Can you give example of how will you use it?
Such structure is basically nonsense for usage on both sides, because you can't pass pointer to one cl_mem in another cl_mem.
There is no guarantee, that the size of pointers on a device will be the same as the size on the host. Hence, there is also no guarantee that the structs will have the same size.
It is possible to request the used size for pointers of a specific device during runtime by using clGetDeviceInfo
and CL_DEVICE_ADDRESS_BITS
as the param_name. The OpenCL specifications say the following about the returned value.
The default compute device address space size specified as an unsigned integer value in bits.
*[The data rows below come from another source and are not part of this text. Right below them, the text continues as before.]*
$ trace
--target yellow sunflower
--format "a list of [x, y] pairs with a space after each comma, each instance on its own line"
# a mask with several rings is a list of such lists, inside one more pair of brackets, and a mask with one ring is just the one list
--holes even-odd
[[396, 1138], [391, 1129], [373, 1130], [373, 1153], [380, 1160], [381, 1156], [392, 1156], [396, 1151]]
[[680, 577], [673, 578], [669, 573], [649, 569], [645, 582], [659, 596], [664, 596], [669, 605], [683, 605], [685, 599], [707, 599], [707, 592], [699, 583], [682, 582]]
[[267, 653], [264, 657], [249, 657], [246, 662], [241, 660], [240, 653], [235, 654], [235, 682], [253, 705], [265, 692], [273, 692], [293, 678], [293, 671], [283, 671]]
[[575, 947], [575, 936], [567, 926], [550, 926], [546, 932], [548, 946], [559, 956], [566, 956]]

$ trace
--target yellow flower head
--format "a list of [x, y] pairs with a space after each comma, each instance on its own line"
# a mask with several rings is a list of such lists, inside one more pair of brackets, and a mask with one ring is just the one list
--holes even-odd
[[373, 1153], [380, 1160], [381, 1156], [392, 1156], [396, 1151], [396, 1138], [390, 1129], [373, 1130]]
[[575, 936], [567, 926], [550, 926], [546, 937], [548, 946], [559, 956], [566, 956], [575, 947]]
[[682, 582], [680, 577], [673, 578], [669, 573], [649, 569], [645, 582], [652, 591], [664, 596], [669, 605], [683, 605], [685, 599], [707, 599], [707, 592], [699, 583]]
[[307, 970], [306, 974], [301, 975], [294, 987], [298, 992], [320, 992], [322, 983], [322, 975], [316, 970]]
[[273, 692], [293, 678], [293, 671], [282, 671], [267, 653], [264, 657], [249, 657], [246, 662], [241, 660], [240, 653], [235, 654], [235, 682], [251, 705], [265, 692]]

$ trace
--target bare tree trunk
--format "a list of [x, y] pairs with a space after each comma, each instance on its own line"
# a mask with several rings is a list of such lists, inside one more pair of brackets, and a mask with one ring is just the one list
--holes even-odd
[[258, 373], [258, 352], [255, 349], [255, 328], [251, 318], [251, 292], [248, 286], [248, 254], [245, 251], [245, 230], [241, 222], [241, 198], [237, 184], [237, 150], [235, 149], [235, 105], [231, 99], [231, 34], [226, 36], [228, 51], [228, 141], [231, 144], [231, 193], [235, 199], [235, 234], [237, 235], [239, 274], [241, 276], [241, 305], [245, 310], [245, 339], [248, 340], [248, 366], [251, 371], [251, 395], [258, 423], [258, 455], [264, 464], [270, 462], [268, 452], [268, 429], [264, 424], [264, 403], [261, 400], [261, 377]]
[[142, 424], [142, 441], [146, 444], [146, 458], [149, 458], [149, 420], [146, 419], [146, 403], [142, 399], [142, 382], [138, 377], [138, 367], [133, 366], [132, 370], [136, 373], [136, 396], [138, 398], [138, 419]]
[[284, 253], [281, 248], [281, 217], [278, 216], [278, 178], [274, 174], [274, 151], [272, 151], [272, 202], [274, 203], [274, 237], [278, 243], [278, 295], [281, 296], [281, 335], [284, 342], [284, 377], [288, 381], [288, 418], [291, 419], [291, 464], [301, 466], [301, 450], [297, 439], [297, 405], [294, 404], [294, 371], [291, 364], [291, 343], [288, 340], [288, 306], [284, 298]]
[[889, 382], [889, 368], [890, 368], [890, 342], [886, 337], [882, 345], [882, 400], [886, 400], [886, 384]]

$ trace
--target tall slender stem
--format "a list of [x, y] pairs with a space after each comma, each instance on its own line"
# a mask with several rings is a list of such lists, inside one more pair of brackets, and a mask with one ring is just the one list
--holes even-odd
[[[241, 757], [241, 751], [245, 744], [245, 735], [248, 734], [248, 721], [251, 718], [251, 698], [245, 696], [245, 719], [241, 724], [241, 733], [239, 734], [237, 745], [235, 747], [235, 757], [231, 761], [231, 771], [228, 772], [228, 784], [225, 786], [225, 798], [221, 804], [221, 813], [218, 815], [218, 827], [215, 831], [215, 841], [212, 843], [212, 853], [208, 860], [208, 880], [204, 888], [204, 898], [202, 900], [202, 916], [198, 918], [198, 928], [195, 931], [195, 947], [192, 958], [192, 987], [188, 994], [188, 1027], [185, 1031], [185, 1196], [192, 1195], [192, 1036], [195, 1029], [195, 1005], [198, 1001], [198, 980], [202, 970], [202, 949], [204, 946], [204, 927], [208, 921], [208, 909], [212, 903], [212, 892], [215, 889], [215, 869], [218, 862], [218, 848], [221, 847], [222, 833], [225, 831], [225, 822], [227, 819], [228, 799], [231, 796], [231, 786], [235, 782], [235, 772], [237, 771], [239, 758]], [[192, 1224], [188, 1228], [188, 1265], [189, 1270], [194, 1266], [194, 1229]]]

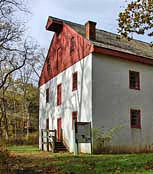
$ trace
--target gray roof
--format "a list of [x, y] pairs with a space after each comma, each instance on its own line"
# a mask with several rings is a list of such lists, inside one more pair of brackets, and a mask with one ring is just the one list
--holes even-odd
[[[71, 26], [75, 31], [85, 37], [85, 26], [77, 23], [69, 22], [66, 20], [56, 19], [58, 21], [63, 21], [64, 23]], [[142, 42], [139, 40], [128, 41], [125, 38], [119, 37], [117, 34], [113, 34], [104, 30], [96, 29], [96, 40], [91, 42], [98, 47], [109, 48], [112, 50], [122, 51], [125, 53], [142, 56], [145, 58], [153, 59], [153, 47], [149, 43]]]

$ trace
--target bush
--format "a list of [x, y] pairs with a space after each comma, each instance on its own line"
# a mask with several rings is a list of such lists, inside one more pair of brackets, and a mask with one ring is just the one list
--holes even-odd
[[7, 164], [9, 158], [9, 152], [7, 148], [0, 144], [0, 168], [4, 167]]

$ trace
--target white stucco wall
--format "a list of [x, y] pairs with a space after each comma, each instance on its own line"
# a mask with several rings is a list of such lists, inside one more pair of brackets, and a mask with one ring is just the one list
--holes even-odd
[[[140, 72], [141, 90], [129, 89], [129, 70]], [[106, 55], [93, 55], [93, 125], [103, 131], [123, 126], [114, 145], [153, 143], [153, 67]], [[141, 129], [130, 127], [130, 109], [141, 110]]]
[[[72, 91], [72, 74], [78, 72], [78, 89]], [[57, 119], [62, 118], [64, 141], [73, 152], [72, 112], [78, 111], [78, 121], [92, 122], [92, 56], [91, 54], [52, 80], [40, 87], [39, 130], [46, 128], [49, 118], [49, 128], [57, 129]], [[57, 85], [62, 83], [62, 104], [57, 106]], [[46, 104], [46, 89], [49, 88], [49, 103]], [[40, 137], [41, 148], [41, 137]], [[79, 145], [81, 152], [90, 153], [90, 144]]]

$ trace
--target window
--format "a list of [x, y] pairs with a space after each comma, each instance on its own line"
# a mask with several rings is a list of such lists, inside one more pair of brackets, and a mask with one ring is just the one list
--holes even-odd
[[57, 70], [59, 70], [59, 66], [61, 63], [62, 63], [62, 49], [58, 48], [57, 49], [57, 64], [56, 64]]
[[49, 88], [46, 89], [46, 103], [49, 102]]
[[47, 58], [47, 73], [48, 73], [48, 75], [50, 74], [50, 70], [51, 70], [51, 65], [50, 65], [49, 58]]
[[49, 129], [49, 118], [46, 119], [46, 129]]
[[78, 86], [78, 73], [75, 72], [72, 74], [72, 91], [77, 90]]
[[141, 111], [136, 109], [130, 110], [131, 128], [141, 128]]
[[72, 129], [73, 129], [73, 124], [77, 122], [77, 115], [78, 115], [77, 111], [72, 112]]
[[57, 105], [62, 103], [62, 84], [57, 86]]
[[140, 90], [140, 73], [129, 71], [129, 87], [130, 89]]

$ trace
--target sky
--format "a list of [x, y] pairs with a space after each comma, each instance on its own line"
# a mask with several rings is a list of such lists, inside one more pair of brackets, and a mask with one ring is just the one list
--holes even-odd
[[[126, 7], [125, 0], [31, 0], [28, 7], [32, 15], [27, 23], [28, 34], [48, 49], [53, 33], [45, 29], [48, 16], [85, 24], [97, 22], [96, 27], [117, 33], [118, 14]], [[146, 42], [147, 37], [137, 36]]]

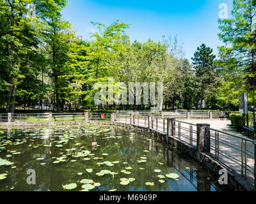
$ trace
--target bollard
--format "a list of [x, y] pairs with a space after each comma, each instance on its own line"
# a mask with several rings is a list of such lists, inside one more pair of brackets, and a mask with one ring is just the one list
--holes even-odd
[[256, 191], [256, 140], [253, 141], [254, 145], [254, 187]]
[[175, 136], [175, 119], [167, 119], [167, 136]]
[[89, 113], [84, 113], [84, 120], [86, 123], [89, 121]]
[[190, 119], [190, 113], [189, 112], [187, 112], [187, 119]]
[[134, 115], [131, 114], [131, 117], [130, 117], [130, 125], [133, 125], [134, 124]]
[[52, 122], [52, 113], [49, 113], [49, 115], [48, 115], [48, 121], [49, 121], [49, 124], [51, 124]]
[[115, 113], [111, 113], [111, 122], [115, 122]]
[[209, 124], [196, 124], [196, 150], [198, 152], [210, 152], [211, 134]]
[[12, 122], [12, 113], [8, 113], [8, 122], [11, 123]]

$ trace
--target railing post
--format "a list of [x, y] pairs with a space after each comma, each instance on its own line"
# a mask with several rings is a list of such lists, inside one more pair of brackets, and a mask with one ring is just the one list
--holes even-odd
[[111, 122], [115, 122], [115, 113], [111, 113]]
[[12, 122], [12, 113], [8, 113], [8, 122], [11, 123]]
[[150, 129], [150, 116], [148, 115], [148, 128]]
[[187, 119], [190, 119], [190, 113], [189, 112], [187, 112]]
[[212, 119], [212, 112], [211, 111], [208, 112], [208, 117], [210, 119]]
[[89, 121], [89, 113], [84, 113], [84, 121], [88, 123]]
[[48, 121], [49, 124], [51, 125], [52, 122], [52, 113], [49, 113]]
[[254, 145], [254, 187], [256, 190], [256, 140], [253, 141]]
[[133, 125], [133, 124], [134, 124], [134, 115], [131, 113], [130, 118], [130, 125]]
[[175, 119], [167, 119], [167, 136], [175, 136]]
[[196, 124], [196, 150], [199, 153], [210, 152], [211, 134], [209, 127], [209, 124]]

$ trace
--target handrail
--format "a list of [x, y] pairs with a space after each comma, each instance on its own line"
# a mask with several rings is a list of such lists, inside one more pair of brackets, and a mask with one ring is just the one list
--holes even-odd
[[225, 135], [229, 135], [229, 136], [232, 136], [236, 137], [237, 138], [244, 140], [245, 141], [248, 141], [248, 142], [252, 142], [252, 143], [253, 142], [253, 140], [248, 138], [246, 138], [246, 137], [244, 137], [244, 136], [239, 136], [239, 135], [234, 135], [234, 134], [226, 133], [226, 132], [222, 131], [221, 131], [220, 129], [214, 129], [214, 128], [211, 128], [211, 127], [206, 127], [206, 128], [207, 128], [207, 129], [209, 129], [210, 130], [213, 130], [214, 131], [217, 131], [217, 132], [219, 132], [219, 133], [223, 133], [223, 134], [225, 134]]

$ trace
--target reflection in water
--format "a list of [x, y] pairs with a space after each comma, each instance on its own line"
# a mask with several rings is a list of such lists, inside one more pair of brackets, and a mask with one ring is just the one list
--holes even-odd
[[[3, 135], [0, 135], [0, 147], [4, 146], [6, 150], [0, 152], [0, 158], [13, 162], [12, 166], [17, 168], [0, 166], [0, 174], [6, 171], [8, 174], [0, 182], [0, 191], [10, 191], [12, 187], [15, 187], [13, 191], [63, 191], [63, 185], [74, 182], [77, 184], [75, 190], [80, 191], [82, 185], [79, 181], [83, 178], [101, 184], [92, 191], [220, 190], [216, 175], [193, 159], [167, 147], [162, 140], [146, 133], [97, 125], [59, 126], [26, 131], [16, 129], [14, 133], [11, 129], [4, 131]], [[9, 140], [6, 139], [11, 135], [19, 138], [12, 140], [13, 145], [9, 145]], [[20, 154], [11, 153], [14, 150]], [[90, 153], [83, 154], [85, 152]], [[63, 161], [54, 163], [61, 157]], [[108, 166], [104, 161], [118, 163]], [[129, 174], [122, 172], [127, 166], [132, 168], [129, 171]], [[88, 173], [86, 169], [90, 168], [93, 172]], [[26, 184], [28, 169], [36, 171], [35, 186]], [[161, 172], [154, 172], [156, 169]], [[104, 170], [118, 174], [96, 175]], [[77, 175], [79, 172], [83, 175]], [[179, 174], [179, 180], [163, 178], [164, 183], [159, 182], [157, 175], [171, 173]], [[120, 184], [122, 178], [134, 178], [136, 180], [122, 186]], [[145, 186], [147, 182], [153, 182], [154, 186]]]

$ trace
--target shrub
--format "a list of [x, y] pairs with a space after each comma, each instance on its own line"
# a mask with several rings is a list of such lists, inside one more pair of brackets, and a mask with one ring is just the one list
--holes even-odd
[[231, 113], [230, 115], [231, 124], [237, 129], [242, 129], [245, 126], [246, 117], [241, 113]]

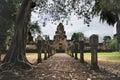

Currently supported values are 32 or 64 bits.
The machine I tested this on is using pointers with a size of 64 bits, while 32 bits were returned for the GPU. So in that case the structs would be of different size.
Host side:
typedef struct {
cl_float4* ptr;
} my_struct_cpu;
float * SerializeForPcieSend(my_struct_cpu [] p){...}
sending to gpu:
array_of_floats_widthx4 -----> enqueuewritebuffer
gpu side: receives and builds cl-side structs:
__kernel void BuildStructs(__global float * structArr, __global my_struct_gpu * structs_in_gpu)
{
.... copies, computes, builds
}
then gpu computes on this new data
__kernel void BuildStructs(__global my_struct_gpu * structs_in_gpu, __global float * responseArray)
{
.... computes, extracts elements and puts in response array
}
host side: then cpu takes the results
clenqueuereadbuffer
array_of_floats_widthx4 <------------- response array
dont forget to double check size of buffer reads and writes with sizeof(cl_float)*num_elements.
Then re-build host-side objects
my_struct_cpu * DeserializeAfterPcieDownload(float * p){...}
Short answer: no, not always. But if you put bigger elements to upper side of struct and the endianness is same, then there should not be a problem for some gpus. If there are float3 tyeps then you should not send them directly.